Time and time again films are released under the guise that they are “based on a true story” or something of the sort, but rarely do those films feel authentic. There have been some awful, contrived Hollywood films this year like “The Vow” or “Chasing Mavericks” that just paste that true story onto a cliche structure of a movie we’ve seen a million times before. Sometimes that true story is essential to believing the film, such as in the case of “Argo.” However, it’s rare that a film based on a true story feels so much like viewing the actual events. Save documentaries, it’s hard to accurately convey events while still maintaining an engaging film. Which is what makes “Zero Dark Thirty,” a recounting of the 10-year manhunt to find and assassinate Osama bin Laden, so impressive.

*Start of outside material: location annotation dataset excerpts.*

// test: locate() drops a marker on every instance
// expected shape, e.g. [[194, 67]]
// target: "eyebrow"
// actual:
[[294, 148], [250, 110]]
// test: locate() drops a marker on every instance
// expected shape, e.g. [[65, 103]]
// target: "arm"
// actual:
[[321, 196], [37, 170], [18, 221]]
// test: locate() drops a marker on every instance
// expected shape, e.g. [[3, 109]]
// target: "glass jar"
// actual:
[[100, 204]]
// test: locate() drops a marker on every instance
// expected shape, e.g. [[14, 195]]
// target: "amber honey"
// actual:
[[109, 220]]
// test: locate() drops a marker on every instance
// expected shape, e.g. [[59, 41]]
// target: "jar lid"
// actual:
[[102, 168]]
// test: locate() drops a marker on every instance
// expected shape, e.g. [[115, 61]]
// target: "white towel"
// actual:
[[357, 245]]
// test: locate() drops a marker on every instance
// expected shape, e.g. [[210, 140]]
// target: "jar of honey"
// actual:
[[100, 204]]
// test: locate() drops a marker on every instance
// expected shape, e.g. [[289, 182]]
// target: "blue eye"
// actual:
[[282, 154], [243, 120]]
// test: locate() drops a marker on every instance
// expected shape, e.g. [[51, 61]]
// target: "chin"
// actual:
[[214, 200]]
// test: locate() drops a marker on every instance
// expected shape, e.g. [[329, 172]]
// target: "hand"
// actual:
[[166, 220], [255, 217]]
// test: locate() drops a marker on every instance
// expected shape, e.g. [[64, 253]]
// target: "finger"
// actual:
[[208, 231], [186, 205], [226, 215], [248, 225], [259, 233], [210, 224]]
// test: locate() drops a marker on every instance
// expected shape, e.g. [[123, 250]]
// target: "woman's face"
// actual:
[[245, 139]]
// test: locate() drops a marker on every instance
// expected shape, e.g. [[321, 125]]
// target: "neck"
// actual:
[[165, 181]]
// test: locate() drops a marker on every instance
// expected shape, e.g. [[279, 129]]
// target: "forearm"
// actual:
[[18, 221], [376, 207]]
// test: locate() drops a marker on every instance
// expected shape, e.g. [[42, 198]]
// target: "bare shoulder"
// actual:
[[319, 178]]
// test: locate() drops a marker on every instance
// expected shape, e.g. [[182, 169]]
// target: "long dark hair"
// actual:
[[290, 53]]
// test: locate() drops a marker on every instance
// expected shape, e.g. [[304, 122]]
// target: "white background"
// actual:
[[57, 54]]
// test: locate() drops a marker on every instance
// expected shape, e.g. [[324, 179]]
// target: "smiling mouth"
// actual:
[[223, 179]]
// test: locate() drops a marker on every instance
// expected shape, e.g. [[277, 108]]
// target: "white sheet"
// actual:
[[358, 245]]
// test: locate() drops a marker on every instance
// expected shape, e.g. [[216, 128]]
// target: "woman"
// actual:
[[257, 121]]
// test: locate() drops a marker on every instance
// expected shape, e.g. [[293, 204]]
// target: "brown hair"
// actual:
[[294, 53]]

The Oscar-winning team behind 2009’s “The Hurt Locker” (Director Kathryn Bigelow and screenwriter Mark Boal) have crafted a film that, although full of actors and tailored to work as a film, feels like watching the events from only a few years ago take place. At the same time, it’s an incredibly engaging film that, like “Argo,” keeps you on the edge of your seat even though you know how it ends.
The narrative is simple; the film opens with some devastating 911 recordings from September 11, and continues until the man responsible for them is killed. Much of the first act revolves around the torture and interrogation of detainees associated with bin Laden and al-Qaeda. We’re introduced to our protagonist, CIA analyst Maya (Jessica Chastain), as she observes a number of these sessions. Maya grabs on to a potential lead involving one of bin Laden’s messengers, and spends the next 10 years of her life pursuing it. It feels like a mix of Showtime’s “Homeland” and David Fincher’s “Zodiac;” it’s a film about the process, the massive amounts of work that go into finding these people, and how wrapped up you can become in them. We never see Maya’s family, her friends, her social life: because she has none. This is all she does for those ten years, and you see the toll that takes in her character and especially in Chastain’s performance.
Chastain is phenomenal in the lead, probably the best work she’s done yet, but she also has a great supporting cast behind her. The film is full of actors like Edgar Ramirez, Mark Strong or James Gandolfini that come for only a few scenes but manage to make a big impact. Relative newcomer Jason Clarke is perhaps the most surprising standout, he manages to be terrifying and brutal in the scenes involving torture, and yet outside of them still charismatic and likeable.
Bigelow displays the same talent she had in “The Hurt Locker” for building tension with such simple shots, but here it’s even more refined, with less shaky-cam and a third act that had me almost unable to breathe. Boal as well does a great job condensing down the 10 years into a film that manages to show how long the process took without feeling like an overlong film.
What’s really incredible is all the details in the film that we haven’t really been exposed to before. Boal did a lot of research and uncovering to attempt to make this as accurate as possible. The film opens with a card explaining that information was compiled from various anonymous sources inside the mission, and the film seems to be as close to the truth as possible. They even go through the painstaking process of replicating real locations, most notably bin Laden’s compound, and mixing what they shot in with news footage.
“Zero Dark Thirty” is easily one of the best films of the year, and surely is something that journalists and filmmakers alike can look to for guidance. This is a gripping film that also functions as somewhat of an expose article (it even has a subheading structure throughout), and is anchored by some fantastic performances and great direction. Bigelow and co. may be headed for another Oscar win, and that’d be just fine by me.